None of the children were over age 12, and took great delight in the grownup joining in for some good old-fashioned kid fun. Needless to say, I was the one getting nailed most often by the fluffy missiles. I was the easiest target, being the tallest, and scapegoat for all those times they got grounded. I didn't mind. It was great fun, and not their fault my aim is so bad I couldn't hit the broad side of a barn, and failed to pay them back sufficiently for the assault.
As the battle wore on, I mentioned to my teammates that I'd never learned how to build a snowman. The children were astounded. They stopped hurling, and I received a tidal wave of questions asking how a grownup could possibly not know to perform this vital function. They looked at each other, and I could see the decision forming in their eyes simultaneously. There was only one solution.
This was a serious matter. They called the other kids over and explained my dilemma to them. In a flurry of activity, carrots, rocks, sticks, and an extra hat and scarf were quickly retrieved, and they set about teaching me with a profound sense of duty.
"Roll the snowball around like this and pack it real good!"
"Pat lots of snow in these cracks so it won't fall off!"
"Use your finger to make a hole like this so the things will stay in!"
And so on.

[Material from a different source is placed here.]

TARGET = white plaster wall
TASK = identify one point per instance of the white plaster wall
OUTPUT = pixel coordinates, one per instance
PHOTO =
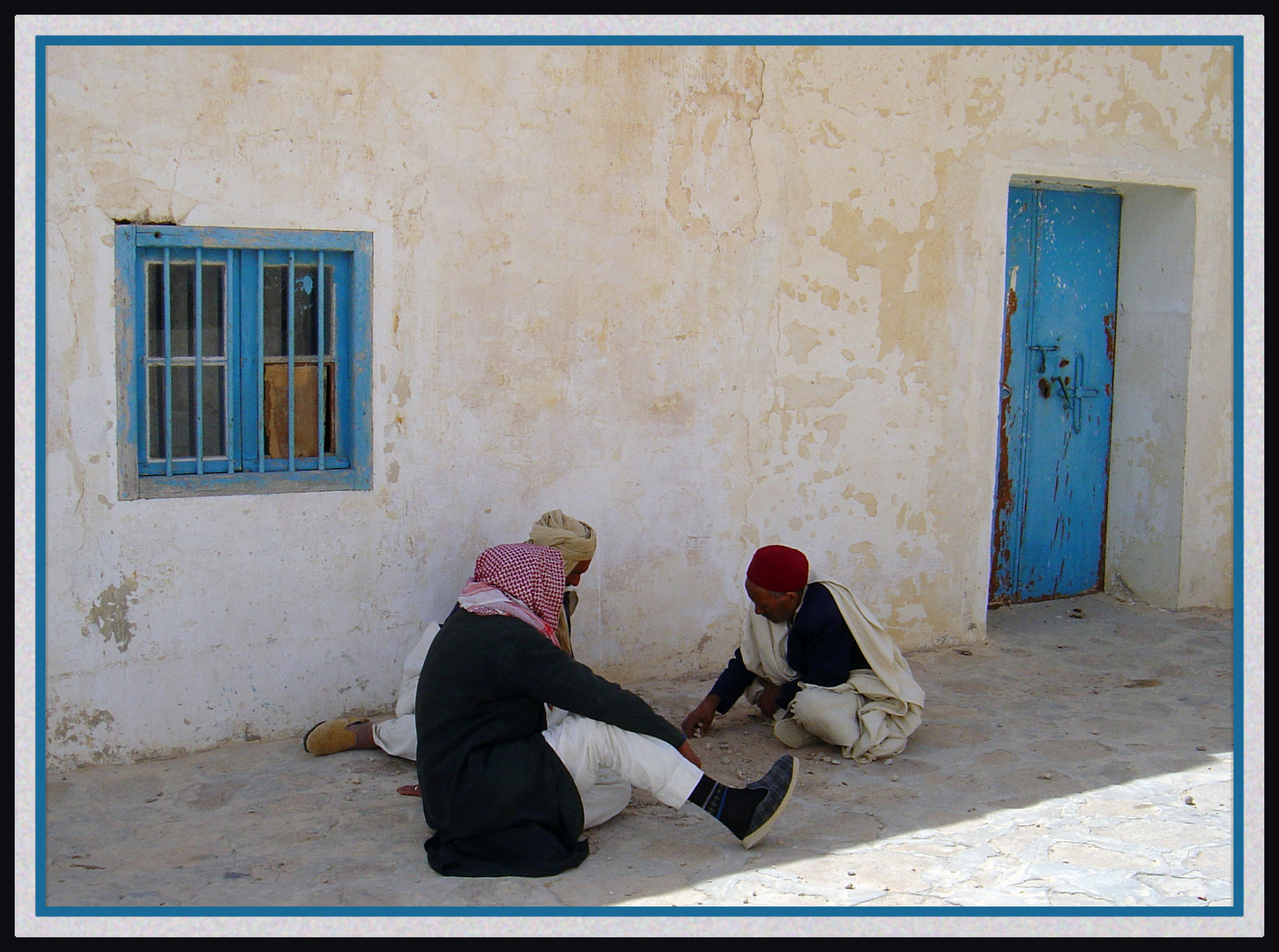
(703, 297)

When we finished, we had what I thought was a rather strange looking creature, but the children seemed pleased. Since kids tend to be amazingly practical, I took comfort in their pleasure and figured that since the figure wasn't about to fall over or anything it must be a reasonable enough endeavor. It wasn't cartoon perfect, but it was sturdy and smiling, so I rounded them up and took a picture of my snowman and my little gurus.
The children said, "Let there be snow, and let us use this snow to teach those in need how to make snowmen," and it was so. Thusly was the first snowman created, and they saw that it was Good.